Our Young Girl’s Increasing Risk for Breast Cancer

Two well known risk factors for breast cancer have come in to play in a study released today: obesity and a greater number of menses over a lifetime. Now, a shocking new study out of Denmark notes that in less than 20 years, the age of menarche (first period or puberty) for young girls has gone down a FULL YEAR.

To give some perspective to this, in the 19th century, girls reached puberty at the age of 15 to 17 years of age, depending upon country of origin. In the 1960’s, the internationally stated age of puberty was set at 12. Now, these new statistics (which appear to be matched in the U.S.) reveal an average age of puberty of less than 9 years old. It is not only the lower age of puberty that is of concern. The rapidity with which this change has occurred is equally concerning.

Scientists are speculating that two causes may be at play. The first: children are more obese than they used to be causing their bodies to make more estrogen. This could result in earlier menses. The second factor: chemicals in our environment called estrogen disruptors may also play a part in this shocking development. These chemicals are found in our food supply, our water and even in the tools with which we eat and drink.

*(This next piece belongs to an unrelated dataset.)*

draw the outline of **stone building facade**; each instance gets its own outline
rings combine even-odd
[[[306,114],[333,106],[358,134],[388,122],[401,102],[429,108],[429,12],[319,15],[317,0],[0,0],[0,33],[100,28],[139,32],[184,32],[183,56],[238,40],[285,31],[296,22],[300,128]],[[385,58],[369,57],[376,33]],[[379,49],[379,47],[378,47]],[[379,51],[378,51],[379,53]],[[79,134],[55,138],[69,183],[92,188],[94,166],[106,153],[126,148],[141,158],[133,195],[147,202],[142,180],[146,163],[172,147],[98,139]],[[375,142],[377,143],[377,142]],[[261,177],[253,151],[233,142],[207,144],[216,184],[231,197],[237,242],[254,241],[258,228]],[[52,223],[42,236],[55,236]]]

Concerns about health problems related to earlier menses, such as cancer and the associated obesity with its complications are certainly prevalent. Hitting puberty results in a longer lifetime exposure to estrogen which is a factor in breast cancer and heart disease. In addition, socially these younger girls have to face unprecedented sexual pressure. Now they have bodies that are mature before they are emotionally prepared to deal with these issues.

Ten years ago there was debate whether some of the health changes that are rapidly appearing, such as autism, obesity, MS and premature menarche, were due to better collection of data. The data we are receiving now is collected in a modern time. These are real changes and real numbers.

My rumination on this topic would be that hundreds to thousands of years used to be required for such a dramatic change in human physiology. Now, over less than 20 years, this change has been documented. We are left with the question, “What is happening to the health of our children and our citizens?” Now, that’s a question we should get to work on!!